What is self-funded insurance?

Self-funded insurance means that your company has decided to assume financial responsibility for its employees’ insurance claims. Instead of buying insurance through another company (e.g. BCBS) who assumes all of the risk for any claims incurred, your employer will be responsible for funding all insurance claim costs over the plan year. Whether its employees use $5,000 or $500,000 worth of benefits, your company is responsible. This is why it is called a self-funded plan.

Why does my card say I have BCBS insurance?

Your employer has hired BCBS to administer its plan. It acts as a third party between you and your employer. Your claims will be submitted to BCBS for processing and then your employer will be responsible for paying them. This also allows you to access the entire BCBS network of providers.

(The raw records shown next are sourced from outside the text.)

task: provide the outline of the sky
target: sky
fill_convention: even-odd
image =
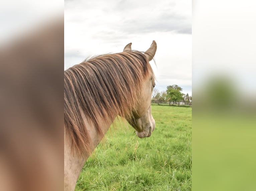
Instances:
[[[156,88],[176,84],[192,95],[191,1],[65,0],[64,70],[96,55],[157,49]]]

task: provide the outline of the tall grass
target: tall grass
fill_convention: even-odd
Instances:
[[[156,128],[140,139],[117,121],[86,163],[76,190],[191,190],[191,108],[152,105]]]

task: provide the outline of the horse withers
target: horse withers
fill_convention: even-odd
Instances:
[[[118,115],[140,138],[155,128],[151,97],[155,84],[149,61],[156,43],[100,55],[64,71],[64,189],[74,190],[85,162]]]

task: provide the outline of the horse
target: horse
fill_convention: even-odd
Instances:
[[[125,118],[137,136],[155,127],[151,97],[155,85],[149,62],[157,49],[98,56],[64,71],[64,190],[74,190],[85,163],[116,117]]]

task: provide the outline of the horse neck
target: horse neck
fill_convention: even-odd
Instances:
[[[92,148],[94,150],[103,138],[99,135],[97,128],[92,123],[90,123],[88,119],[83,116],[85,123],[87,127],[92,144]],[[105,134],[107,131],[112,122],[108,122],[103,120],[100,120],[101,127]],[[72,146],[70,138],[66,133],[64,128],[64,190],[74,191],[76,184],[79,177],[81,171],[86,161],[90,156],[88,154],[82,157],[72,153]]]

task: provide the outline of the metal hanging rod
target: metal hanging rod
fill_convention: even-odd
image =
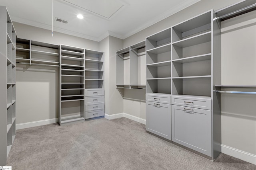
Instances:
[[[240,91],[224,91],[224,90],[213,90],[213,91],[216,93],[256,94],[256,92],[242,92]]]
[[[57,65],[51,65],[51,64],[38,64],[38,63],[31,63],[30,64],[28,63],[17,63],[18,64],[28,64],[28,65],[40,65],[40,66],[54,66],[54,67],[58,67],[60,66]]]
[[[246,6],[246,7],[244,7],[244,8],[242,8],[240,9],[239,10],[237,10],[236,11],[235,11],[233,12],[230,12],[230,13],[228,14],[225,14],[225,15],[223,15],[222,16],[220,16],[220,17],[216,17],[215,18],[215,19],[223,19],[227,17],[228,17],[229,16],[232,16],[232,15],[235,15],[236,14],[237,14],[238,13],[239,13],[240,12],[244,12],[246,10],[249,10],[250,9],[251,9],[252,8],[253,8],[254,7],[256,7],[256,3],[255,4],[252,4],[251,5],[249,5],[249,6]]]

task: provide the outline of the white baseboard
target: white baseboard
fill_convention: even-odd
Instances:
[[[32,121],[16,124],[16,129],[21,129],[28,127],[35,127],[36,126],[42,126],[42,125],[49,125],[58,122],[58,119],[54,118],[42,120],[38,121]]]
[[[73,115],[72,116],[62,117],[62,119],[70,118],[72,117],[80,116],[80,115]],[[28,128],[28,127],[35,127],[36,126],[42,126],[42,125],[49,125],[50,124],[55,123],[58,121],[58,118],[54,118],[42,120],[38,121],[31,121],[23,123],[16,124],[16,129],[22,129]]]
[[[105,118],[111,120],[113,119],[119,118],[122,117],[126,117],[131,120],[136,121],[144,125],[146,125],[146,119],[142,119],[140,117],[134,116],[125,113],[120,113],[114,114],[113,115],[108,115],[105,113]]]
[[[105,113],[105,118],[108,120],[111,120],[114,119],[120,118],[124,117],[124,113],[108,115]]]
[[[221,152],[235,158],[256,165],[256,155],[224,145],[221,145]]]
[[[146,125],[146,119],[142,119],[140,117],[137,117],[137,116],[133,116],[132,115],[124,113],[123,117],[134,121],[136,121],[138,122],[139,122],[144,125]]]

Does this impact my coverage?

No, and maybe. Insurances offer many different types of plans (even among traditional plans that they fund). Depending upon which plan or plans your employer offers, you may have differences in copays/coinsurances and deductibles. However, that would be the case whether this was insurance-funded or self-funded.

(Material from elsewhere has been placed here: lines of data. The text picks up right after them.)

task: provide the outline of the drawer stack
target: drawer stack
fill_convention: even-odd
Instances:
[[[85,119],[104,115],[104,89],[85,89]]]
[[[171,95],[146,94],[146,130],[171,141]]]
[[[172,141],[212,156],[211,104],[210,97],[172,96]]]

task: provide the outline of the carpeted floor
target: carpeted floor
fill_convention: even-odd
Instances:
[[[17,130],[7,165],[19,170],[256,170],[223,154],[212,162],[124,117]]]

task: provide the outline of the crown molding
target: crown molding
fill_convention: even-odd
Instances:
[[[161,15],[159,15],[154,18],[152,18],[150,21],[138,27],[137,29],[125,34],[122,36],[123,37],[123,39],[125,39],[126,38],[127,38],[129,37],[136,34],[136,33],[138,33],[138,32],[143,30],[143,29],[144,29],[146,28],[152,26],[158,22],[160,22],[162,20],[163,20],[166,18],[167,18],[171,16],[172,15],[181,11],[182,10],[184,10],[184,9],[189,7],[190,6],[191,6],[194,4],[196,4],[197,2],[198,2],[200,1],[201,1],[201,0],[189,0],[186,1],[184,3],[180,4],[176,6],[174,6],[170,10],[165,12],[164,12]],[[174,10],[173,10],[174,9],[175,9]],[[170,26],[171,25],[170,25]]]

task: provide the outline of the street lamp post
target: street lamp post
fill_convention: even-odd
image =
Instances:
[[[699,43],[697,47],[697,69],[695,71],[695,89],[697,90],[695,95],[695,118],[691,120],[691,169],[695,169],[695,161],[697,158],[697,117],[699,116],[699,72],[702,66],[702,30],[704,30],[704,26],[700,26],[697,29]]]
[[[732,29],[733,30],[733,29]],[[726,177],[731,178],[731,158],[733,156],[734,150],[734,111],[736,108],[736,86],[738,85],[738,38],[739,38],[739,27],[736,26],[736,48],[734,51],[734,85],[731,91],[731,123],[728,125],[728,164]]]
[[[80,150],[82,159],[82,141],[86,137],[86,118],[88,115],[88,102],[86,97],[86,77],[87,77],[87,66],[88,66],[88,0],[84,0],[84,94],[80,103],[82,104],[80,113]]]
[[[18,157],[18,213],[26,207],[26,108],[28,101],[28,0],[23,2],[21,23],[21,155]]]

That being said, self-funded plans have historically allowed employers to exclude certain coverages (e.g. gender affirming care) as they were not held to the same standards as commercially available plans. Self-funded plans are regulated under federal requirements so even if the state requires insurers like Carefirst BCBS to offer certain coverages, Carefirst-administered plans may not. However, federal regulations continue to evolve, the DOJ has filed an amicus brief specifically on gender affirming coverage for self-funded plans, and several rulings (including one in a Baltimore Federal court) have found that denying gender affirming care violates the Civil Rights Act. That being said, it is best to check with your insurance plan documents to better understand what is and isn’t covered as gender affirming care is only one example.

How do I appeal a coverage denial?

Typically any appeals are handled by the plan administrator, i.e. the insurance company. However, if the appeal is based upon a plan-wide exclusion (e.g. your employer has elected not to cover a certain brand of medication in their formulary), that could potentially be up to the employer to decide if they are going to pay for an exception outside of what they have contracted with the plan administrator.

What about confidentiality?

When an employer chooses a self-funded plan, they are still required to comply with HIPAA regulations. However, some employees within the organization may have access to other employee’s protected-health information. Confidentiality concerns also depend on the size of the company and how unique your identifying information is compared to other employees. As employers review de-identified data on their plans, it may still be easy to connect this data to an individual (e.g. if you are the only employee who is a parent, when your employer pulls data on expenses related to well-child visits, it will be clear that your child incurred those expenses).

How else might this impact me?

Since the claims processing and payment process is complex, typically Carefirst Administrators claims take longer to process (we average 2-3 months). This means that we may not be able to definitively determine your copay/coinsurance and deductible until that time. Please be sure to review your plan documents or call your insurance to verify your financial responsibility.